Сто двадцать километров до железной дороги
Шрифт:
Выходить на улицу в такую метель страшновато. Городское пальто не держит ветра, холод сразу же пронизывает до костей, а главное — за пять метров вперед ничего не видно, сплошная белая мука. Тут надо смотреть в оба, чтобы не заблудиться. В феврале проезжий шофер, застигнутый метелью в нашем хуторе, остановился переночевать в одной из крайних хат, ночью вышел искать уборную и заблудился. Всю ночь, бедняга, ходил по кругу и лишь утром уперся в сарай рядом с хатой.
Дома, в хате, хоть и топлено, но холодно. Сквозь окна проникает белый, без блеска, свет. Удивительно чистый и легкий снег. Он направлен не сверху, а снизу, так что ровно освещен весь потолок и стены. В самые яркие
В хате сижу в пальто, сплю, накрывшись поверх одеяла пальто. Теперь-то я понимаю, почему стены хуторских хат так толсты, а печь в хате занимает так много места! Попробуй-ка, удержи тепло под напором степной «штурмы»!
Самый долгий буран бушевал в первых числах февраля. В первый день бурана я еще ходил в школу, а на второй не пошел — бесполезно. Выглянул из хаты, а соседнего дома не видно. Лишь иногда между двумя порывами ветра сквозь белесую мглу проглянет крыша, по которой, вопреки законам тяготения, снег берет разгон снизу вверх, и взлетает фонтаном, и пенится где-то у самой трубы. Впрочем, снег — не точно сказано. Снег — снежинки. Здесь же снежинок нет, сплошная снежная масса, залепляющая лицо и шею, проникающая под рукава. И вот что интересно: масса эта как будто мягкая, рыхлая, легко тающая, проведи ладонью по лицу — будто умоешься, а сугробы, которые она наметает, каменно тверды. Каждое утро мы с дедом Гришкой пробиваем дорожки в этих сугробах, отбрасываем снег от стен и дверей хаты.
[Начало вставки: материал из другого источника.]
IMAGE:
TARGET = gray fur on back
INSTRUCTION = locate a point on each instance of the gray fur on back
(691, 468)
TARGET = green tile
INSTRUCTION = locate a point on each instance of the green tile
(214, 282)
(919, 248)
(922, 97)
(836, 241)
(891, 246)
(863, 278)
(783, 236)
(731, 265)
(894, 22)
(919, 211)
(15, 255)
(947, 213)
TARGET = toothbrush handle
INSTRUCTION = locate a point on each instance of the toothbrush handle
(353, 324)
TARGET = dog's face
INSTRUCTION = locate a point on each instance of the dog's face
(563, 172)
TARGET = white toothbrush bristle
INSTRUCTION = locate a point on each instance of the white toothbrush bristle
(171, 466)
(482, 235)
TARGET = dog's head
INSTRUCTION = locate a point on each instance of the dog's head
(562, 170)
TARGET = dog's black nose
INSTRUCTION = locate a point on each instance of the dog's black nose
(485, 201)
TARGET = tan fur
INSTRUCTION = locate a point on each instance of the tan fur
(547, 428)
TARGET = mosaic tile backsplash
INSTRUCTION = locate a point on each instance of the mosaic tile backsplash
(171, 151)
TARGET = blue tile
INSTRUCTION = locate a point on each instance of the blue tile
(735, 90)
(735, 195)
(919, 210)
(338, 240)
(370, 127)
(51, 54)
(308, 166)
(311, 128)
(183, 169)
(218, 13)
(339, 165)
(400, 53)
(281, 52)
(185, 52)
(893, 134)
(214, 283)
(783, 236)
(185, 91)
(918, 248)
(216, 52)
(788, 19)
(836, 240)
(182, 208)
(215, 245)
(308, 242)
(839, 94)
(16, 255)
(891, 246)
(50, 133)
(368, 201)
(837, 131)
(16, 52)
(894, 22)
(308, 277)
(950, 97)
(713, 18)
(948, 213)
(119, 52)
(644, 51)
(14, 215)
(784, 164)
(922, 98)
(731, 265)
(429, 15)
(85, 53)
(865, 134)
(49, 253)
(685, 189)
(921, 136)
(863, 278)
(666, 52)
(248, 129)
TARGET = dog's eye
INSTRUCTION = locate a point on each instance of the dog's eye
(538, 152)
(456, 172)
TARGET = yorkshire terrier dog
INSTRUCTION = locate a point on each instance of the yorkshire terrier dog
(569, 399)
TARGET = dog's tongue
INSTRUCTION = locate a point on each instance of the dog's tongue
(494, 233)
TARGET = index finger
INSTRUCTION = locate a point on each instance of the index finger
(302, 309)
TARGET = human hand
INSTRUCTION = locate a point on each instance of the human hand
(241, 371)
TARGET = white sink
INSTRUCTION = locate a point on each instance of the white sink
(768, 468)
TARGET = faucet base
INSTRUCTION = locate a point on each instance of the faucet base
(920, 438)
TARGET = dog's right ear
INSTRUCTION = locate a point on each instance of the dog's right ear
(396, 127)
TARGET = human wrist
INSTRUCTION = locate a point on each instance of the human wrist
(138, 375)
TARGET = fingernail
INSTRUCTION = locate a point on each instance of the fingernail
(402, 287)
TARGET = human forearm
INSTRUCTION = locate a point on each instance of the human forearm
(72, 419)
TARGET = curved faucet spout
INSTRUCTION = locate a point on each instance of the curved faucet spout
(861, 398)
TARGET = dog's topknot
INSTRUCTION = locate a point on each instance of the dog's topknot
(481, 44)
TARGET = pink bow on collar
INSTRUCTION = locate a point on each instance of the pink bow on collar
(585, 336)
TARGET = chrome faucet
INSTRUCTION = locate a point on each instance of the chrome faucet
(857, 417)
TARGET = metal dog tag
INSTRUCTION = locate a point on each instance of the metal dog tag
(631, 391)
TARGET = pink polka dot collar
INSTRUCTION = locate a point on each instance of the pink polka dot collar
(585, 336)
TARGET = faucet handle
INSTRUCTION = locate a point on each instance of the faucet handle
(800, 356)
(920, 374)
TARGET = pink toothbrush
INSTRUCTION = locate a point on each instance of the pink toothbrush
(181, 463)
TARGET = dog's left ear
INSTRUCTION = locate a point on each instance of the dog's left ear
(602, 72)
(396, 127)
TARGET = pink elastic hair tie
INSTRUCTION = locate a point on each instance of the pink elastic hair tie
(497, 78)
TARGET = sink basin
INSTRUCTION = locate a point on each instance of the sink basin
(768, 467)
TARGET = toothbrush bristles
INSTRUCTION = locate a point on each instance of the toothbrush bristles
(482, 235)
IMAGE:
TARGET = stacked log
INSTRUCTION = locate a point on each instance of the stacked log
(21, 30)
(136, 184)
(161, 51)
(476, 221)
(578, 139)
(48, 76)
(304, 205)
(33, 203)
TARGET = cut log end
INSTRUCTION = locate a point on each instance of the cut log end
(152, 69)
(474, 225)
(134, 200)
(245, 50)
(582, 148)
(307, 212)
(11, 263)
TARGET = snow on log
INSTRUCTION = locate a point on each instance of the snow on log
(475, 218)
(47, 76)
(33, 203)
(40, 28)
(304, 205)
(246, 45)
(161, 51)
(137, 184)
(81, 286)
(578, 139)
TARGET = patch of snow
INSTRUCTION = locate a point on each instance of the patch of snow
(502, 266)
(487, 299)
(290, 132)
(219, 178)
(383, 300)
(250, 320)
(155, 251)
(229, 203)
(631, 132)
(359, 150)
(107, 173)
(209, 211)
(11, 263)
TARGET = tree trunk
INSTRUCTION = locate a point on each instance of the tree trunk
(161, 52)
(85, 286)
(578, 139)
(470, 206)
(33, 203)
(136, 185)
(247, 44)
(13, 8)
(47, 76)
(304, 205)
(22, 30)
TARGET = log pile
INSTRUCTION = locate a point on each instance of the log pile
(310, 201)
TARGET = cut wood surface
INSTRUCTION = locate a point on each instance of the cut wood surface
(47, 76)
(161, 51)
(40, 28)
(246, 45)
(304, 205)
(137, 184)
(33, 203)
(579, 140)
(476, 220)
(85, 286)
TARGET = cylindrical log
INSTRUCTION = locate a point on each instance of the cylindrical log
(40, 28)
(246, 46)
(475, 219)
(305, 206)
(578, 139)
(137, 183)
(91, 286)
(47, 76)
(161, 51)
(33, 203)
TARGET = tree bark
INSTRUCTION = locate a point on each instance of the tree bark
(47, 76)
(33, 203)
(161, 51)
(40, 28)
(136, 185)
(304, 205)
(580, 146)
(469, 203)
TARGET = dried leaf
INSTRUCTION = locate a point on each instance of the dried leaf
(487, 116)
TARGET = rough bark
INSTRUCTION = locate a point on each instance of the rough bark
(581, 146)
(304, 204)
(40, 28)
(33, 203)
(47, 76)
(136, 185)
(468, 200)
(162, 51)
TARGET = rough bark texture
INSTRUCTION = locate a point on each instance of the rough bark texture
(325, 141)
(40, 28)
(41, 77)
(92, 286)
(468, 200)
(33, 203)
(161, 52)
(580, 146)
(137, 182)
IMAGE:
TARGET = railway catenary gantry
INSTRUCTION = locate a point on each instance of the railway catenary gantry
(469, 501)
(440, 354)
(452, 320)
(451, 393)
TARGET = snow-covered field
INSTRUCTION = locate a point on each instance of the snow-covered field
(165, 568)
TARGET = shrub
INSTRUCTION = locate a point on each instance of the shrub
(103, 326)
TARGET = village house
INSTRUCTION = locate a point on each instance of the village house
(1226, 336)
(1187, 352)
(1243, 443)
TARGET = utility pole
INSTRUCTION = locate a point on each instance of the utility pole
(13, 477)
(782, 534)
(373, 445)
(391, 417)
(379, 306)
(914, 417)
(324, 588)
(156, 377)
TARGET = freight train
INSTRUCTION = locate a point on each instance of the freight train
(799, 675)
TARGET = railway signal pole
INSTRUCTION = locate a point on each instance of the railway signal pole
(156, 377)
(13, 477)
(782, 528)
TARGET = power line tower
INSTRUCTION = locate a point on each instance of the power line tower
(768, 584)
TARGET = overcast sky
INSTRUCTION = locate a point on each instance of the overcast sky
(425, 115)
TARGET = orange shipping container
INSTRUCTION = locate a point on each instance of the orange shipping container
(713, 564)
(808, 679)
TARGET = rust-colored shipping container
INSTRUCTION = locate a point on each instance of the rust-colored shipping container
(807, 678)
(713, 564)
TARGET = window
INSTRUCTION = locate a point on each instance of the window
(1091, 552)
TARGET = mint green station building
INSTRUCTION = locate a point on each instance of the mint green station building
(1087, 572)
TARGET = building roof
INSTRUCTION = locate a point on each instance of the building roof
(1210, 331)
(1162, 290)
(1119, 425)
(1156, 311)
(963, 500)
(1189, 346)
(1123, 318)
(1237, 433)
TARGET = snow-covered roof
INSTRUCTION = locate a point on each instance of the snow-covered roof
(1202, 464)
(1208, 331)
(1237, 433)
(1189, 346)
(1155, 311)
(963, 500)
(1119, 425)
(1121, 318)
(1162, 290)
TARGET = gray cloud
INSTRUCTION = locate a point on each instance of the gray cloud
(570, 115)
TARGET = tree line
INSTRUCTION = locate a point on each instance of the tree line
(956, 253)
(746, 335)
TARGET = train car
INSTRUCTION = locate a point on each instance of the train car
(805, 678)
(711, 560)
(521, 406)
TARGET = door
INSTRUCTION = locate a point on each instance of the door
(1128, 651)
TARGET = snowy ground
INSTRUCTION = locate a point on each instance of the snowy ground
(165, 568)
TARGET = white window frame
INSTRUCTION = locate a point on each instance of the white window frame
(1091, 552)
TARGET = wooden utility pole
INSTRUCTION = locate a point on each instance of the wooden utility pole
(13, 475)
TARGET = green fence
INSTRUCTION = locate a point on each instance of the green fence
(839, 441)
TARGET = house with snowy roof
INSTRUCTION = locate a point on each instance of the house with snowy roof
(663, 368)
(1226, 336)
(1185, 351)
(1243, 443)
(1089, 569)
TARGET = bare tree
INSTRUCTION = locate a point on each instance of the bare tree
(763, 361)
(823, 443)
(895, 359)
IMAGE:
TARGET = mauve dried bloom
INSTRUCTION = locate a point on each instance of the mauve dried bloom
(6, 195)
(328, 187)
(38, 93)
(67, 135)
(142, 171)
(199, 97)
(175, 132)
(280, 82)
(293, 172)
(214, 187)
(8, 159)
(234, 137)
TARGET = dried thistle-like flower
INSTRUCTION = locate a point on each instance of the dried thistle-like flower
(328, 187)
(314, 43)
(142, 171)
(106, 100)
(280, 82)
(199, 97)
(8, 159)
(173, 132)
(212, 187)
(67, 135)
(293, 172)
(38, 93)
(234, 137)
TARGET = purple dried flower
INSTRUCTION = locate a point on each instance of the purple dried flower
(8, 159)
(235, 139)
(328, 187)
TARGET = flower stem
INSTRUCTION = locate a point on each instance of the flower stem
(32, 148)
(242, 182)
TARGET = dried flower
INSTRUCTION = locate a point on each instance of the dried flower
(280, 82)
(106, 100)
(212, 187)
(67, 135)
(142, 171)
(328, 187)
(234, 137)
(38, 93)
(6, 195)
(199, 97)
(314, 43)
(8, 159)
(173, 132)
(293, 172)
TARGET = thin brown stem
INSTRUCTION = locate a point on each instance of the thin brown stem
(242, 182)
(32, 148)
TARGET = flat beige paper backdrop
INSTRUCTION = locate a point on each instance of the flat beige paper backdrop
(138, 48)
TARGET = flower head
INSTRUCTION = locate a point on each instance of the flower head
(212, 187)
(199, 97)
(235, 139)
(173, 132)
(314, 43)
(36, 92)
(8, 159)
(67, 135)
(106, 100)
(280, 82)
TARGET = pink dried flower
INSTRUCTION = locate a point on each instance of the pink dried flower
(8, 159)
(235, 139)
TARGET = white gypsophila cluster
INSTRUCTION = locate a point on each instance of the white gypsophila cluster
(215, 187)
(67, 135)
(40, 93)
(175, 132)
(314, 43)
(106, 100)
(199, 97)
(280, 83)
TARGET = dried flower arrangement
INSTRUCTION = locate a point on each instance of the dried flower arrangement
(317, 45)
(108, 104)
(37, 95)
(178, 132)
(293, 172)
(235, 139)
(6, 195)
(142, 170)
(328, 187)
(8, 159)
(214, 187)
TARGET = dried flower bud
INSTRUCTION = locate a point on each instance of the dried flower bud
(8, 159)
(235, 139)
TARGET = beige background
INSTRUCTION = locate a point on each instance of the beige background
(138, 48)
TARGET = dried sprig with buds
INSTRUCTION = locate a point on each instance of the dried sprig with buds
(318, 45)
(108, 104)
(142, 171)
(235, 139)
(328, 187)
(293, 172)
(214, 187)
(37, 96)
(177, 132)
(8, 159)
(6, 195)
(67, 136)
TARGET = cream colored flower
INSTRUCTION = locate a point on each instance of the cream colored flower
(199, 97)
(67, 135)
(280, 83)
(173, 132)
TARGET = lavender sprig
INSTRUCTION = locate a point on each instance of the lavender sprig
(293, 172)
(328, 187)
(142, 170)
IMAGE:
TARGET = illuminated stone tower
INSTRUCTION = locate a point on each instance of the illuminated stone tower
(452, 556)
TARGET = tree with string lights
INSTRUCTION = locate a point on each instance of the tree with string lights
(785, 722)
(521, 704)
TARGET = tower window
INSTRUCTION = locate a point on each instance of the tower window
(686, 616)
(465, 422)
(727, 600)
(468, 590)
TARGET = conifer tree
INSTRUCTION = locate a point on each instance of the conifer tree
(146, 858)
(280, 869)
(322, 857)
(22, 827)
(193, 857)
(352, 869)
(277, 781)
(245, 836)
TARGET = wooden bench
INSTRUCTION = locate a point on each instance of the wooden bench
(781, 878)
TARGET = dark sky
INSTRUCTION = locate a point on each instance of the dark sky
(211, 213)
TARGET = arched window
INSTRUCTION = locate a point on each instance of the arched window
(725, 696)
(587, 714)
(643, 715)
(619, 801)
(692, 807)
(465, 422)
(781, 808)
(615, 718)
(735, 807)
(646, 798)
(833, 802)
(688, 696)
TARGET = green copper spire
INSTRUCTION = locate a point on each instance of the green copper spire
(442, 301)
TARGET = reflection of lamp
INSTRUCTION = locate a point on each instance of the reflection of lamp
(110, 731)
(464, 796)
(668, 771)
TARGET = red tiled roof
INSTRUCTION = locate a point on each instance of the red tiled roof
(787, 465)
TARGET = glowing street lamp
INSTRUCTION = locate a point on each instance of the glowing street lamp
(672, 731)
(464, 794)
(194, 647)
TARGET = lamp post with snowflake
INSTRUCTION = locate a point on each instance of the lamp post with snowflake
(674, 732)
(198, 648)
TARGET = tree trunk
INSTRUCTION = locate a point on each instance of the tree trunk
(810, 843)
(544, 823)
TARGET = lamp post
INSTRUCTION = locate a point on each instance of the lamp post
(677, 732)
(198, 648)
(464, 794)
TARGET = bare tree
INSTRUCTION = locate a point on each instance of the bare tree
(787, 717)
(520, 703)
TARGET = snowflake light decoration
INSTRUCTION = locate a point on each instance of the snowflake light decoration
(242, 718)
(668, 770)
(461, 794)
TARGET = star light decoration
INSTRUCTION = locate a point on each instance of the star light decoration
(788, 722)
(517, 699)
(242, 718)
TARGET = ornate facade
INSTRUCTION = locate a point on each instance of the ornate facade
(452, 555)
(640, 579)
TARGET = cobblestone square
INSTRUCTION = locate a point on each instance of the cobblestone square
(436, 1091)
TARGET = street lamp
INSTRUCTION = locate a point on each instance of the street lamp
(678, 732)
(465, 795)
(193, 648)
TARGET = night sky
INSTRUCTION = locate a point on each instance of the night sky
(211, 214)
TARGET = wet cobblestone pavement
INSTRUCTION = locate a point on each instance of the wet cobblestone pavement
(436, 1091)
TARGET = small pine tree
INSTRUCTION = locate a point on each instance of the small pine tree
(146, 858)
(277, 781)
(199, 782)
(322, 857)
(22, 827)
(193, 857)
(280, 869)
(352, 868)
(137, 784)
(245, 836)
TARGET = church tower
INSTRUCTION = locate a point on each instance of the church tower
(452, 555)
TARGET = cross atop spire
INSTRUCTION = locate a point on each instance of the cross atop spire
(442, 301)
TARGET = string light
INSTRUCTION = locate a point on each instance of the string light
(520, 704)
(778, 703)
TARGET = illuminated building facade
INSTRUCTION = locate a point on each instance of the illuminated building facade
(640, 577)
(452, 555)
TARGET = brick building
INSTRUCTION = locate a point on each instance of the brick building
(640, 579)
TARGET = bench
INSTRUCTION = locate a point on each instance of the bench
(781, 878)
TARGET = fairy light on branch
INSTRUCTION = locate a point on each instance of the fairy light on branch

Потом я возвращаюсь в свою комнату, сажусь за эти записки или учу наизусть «Моцарта и Сальери», «Скупого рыцаря» и вообще как можно больше из Пушкина.
Иногда сквозь пургу ко мне пробираются Пивоваров или Парахин. Долго стучат сапогами в сенях, отряхивая снег, а потом под недовольным взглядом хозяйки проходят в мою комнату. Пивоваров приходит поменять книгу, с Парахиным я занимаюсь русским языком. Я рад им, мне интересно с ними. Когда я ругаю их за то, что они шли по такой пурге, Пивоваров возражает мне так, словно удивляется моему невежеству.
— Да шо вы, Андрий Николаевич! — Он прекрасно говорит по-русски, но «балакать» со мной по-хуторски — проявление независимости. — То разве штурма? Вот в позапрошлом…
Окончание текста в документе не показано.